The spotlight today, however, is on Honda. The Japanese auto giant, in a quite expected move, has announced its decision to use the Tesla-designed NACS connector for its North American electric vehicles. This marks a significant shift in the industry as this very connector is touted to become the de facto charging standard for EVs in the region. Why's it significant, you ask? Well, imagine one universal phone charger for every brand. Convenient, right? That's the direction in which EV charging in North America seems to be heading.
So, when is all this set to unfold? By 2025. But, there's a small catch for those early adopters. Any EV models that Honda rolls out in North America prior to 2025 will come equipped with the Combined Charging System (CCS) port.

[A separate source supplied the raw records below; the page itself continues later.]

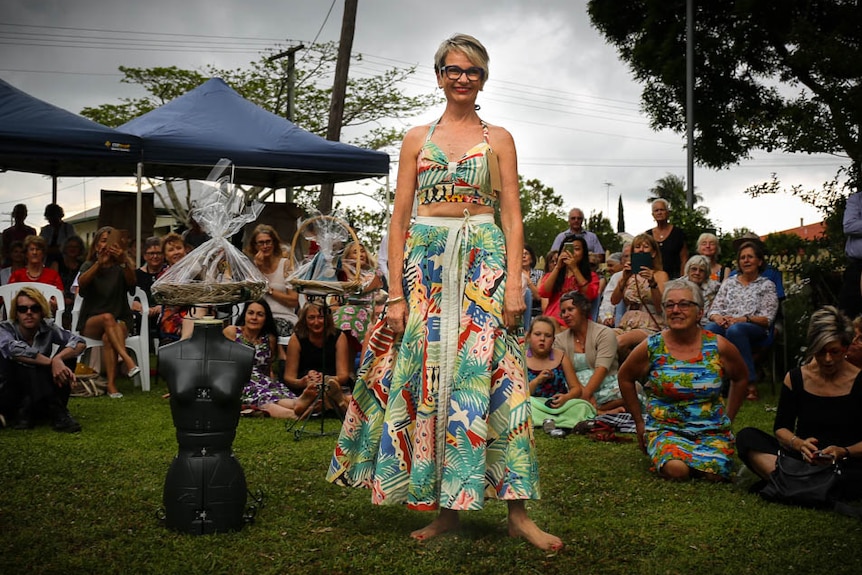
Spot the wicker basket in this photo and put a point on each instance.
(200, 293)
(320, 286)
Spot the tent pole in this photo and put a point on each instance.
(138, 220)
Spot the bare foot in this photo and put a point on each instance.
(309, 394)
(446, 521)
(522, 526)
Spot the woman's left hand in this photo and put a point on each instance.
(513, 306)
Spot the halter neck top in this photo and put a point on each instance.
(466, 180)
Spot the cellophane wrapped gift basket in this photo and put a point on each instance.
(215, 272)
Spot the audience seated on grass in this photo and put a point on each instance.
(818, 417)
(318, 355)
(34, 381)
(106, 279)
(592, 347)
(554, 387)
(685, 428)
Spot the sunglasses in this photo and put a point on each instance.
(473, 73)
(35, 308)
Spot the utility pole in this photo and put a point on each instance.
(339, 90)
(290, 107)
(290, 53)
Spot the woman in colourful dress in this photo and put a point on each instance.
(411, 434)
(686, 426)
(555, 390)
(265, 250)
(256, 328)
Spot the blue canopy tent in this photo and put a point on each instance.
(187, 136)
(40, 138)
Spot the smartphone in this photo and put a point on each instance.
(641, 260)
(820, 456)
(117, 237)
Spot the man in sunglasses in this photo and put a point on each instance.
(35, 383)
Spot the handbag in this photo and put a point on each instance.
(797, 482)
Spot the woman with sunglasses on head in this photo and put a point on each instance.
(685, 428)
(697, 271)
(454, 312)
(817, 419)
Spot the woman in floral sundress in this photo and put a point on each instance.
(686, 426)
(440, 416)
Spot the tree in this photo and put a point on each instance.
(769, 75)
(621, 218)
(370, 102)
(543, 214)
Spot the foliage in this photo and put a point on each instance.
(671, 188)
(369, 101)
(87, 503)
(770, 75)
(621, 218)
(544, 217)
(601, 226)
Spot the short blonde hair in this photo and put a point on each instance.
(34, 295)
(467, 45)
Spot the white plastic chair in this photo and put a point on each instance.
(8, 291)
(137, 343)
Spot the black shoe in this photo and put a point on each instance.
(23, 422)
(66, 424)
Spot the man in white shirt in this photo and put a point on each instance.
(576, 227)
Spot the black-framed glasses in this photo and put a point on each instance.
(683, 305)
(35, 308)
(474, 73)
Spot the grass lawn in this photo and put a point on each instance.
(87, 503)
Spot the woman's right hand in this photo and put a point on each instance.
(396, 316)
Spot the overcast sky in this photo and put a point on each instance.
(569, 102)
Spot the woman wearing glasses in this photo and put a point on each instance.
(685, 428)
(454, 315)
(264, 249)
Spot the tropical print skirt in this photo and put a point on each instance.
(440, 417)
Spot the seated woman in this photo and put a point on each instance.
(697, 271)
(592, 347)
(572, 272)
(175, 322)
(354, 317)
(818, 411)
(554, 387)
(318, 354)
(256, 328)
(106, 279)
(640, 287)
(745, 308)
(686, 427)
(709, 247)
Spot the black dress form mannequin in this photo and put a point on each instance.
(205, 489)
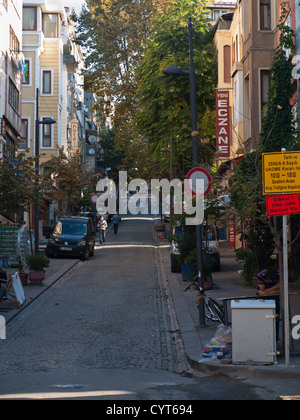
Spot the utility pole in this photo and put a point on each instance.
(195, 145)
(297, 14)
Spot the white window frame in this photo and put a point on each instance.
(273, 6)
(42, 133)
(28, 130)
(42, 82)
(30, 73)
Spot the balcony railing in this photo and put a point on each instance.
(4, 4)
(2, 65)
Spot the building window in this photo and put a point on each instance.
(50, 25)
(265, 14)
(265, 83)
(47, 82)
(227, 64)
(26, 73)
(24, 134)
(14, 43)
(29, 18)
(47, 134)
(247, 108)
(13, 96)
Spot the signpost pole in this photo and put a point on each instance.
(286, 291)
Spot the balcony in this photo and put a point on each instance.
(3, 6)
(70, 62)
(2, 65)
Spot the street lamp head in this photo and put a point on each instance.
(48, 121)
(175, 71)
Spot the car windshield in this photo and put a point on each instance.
(70, 228)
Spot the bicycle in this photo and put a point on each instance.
(214, 311)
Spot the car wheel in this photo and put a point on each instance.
(175, 268)
(86, 255)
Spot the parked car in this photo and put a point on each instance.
(72, 236)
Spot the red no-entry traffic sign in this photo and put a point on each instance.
(199, 174)
(285, 204)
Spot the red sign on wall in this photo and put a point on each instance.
(223, 133)
(280, 205)
(231, 232)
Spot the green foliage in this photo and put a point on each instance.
(278, 125)
(71, 180)
(17, 180)
(164, 102)
(245, 186)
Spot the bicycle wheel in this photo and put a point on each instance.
(216, 313)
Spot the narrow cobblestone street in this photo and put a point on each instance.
(104, 326)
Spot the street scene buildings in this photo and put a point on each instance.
(85, 96)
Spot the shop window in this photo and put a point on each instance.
(265, 14)
(50, 25)
(29, 18)
(47, 134)
(47, 82)
(227, 64)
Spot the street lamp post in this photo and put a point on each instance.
(48, 121)
(297, 13)
(176, 71)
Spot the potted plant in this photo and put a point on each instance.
(22, 274)
(37, 263)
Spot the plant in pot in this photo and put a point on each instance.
(37, 263)
(22, 274)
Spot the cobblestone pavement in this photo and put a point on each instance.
(105, 325)
(106, 312)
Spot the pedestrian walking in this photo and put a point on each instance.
(102, 226)
(116, 220)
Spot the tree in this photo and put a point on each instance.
(112, 33)
(164, 102)
(278, 131)
(17, 180)
(72, 182)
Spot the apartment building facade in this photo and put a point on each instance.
(245, 41)
(50, 88)
(11, 67)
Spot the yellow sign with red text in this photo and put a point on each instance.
(281, 173)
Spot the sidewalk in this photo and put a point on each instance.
(228, 284)
(58, 267)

But, breathe easy, these vehicles will be compatible with NACS through - you guessed it - a charging adapter.
Honda's compatriot, Nissan, grabbed the headlines nearly two months ago as the first Japanese automaker to embrace the NACS connector system. Honda’s EVs, along with their luxury division Acura, will now also get charged up via the NACS port. One might even wonder if the age-old phrase, "If you can't beat them, join them" has made its way to the automakers' playbook.
Interestingly, Honda’s embrace of the Tesla-led NACS system comes after the automaker joined a consortium to roll out an EV charging network across North America. Among the fellow consortium members? Oh, just some names you might recognize: BMW, General Motors, Hyundai, Kia, Mercedes-Benz, and Stellantis.
But this shift in allegiance begs the question: Is the NACS connector now set to rule the roost? If we were to follow the trends and the buzzing activity around it, it certainly seems so. With companies like Volvo, General Motors, Ford, and Rivian all announcing their commitment to NACS in 2023 alone, the writing, as they say, might be on the wall for other standards.
However, before we get too far ahead of ourselves, let’s not forget that for NACS to be the ultimate standard across the U.S., it needs to clear the standardization process. Tesla, along with the U.S. Joint Office of Energy and Transportation and SAE International, is on the case. But until that final stamp of approval comes through, all eyes will be on the remaining automakers to see who gets charged up next.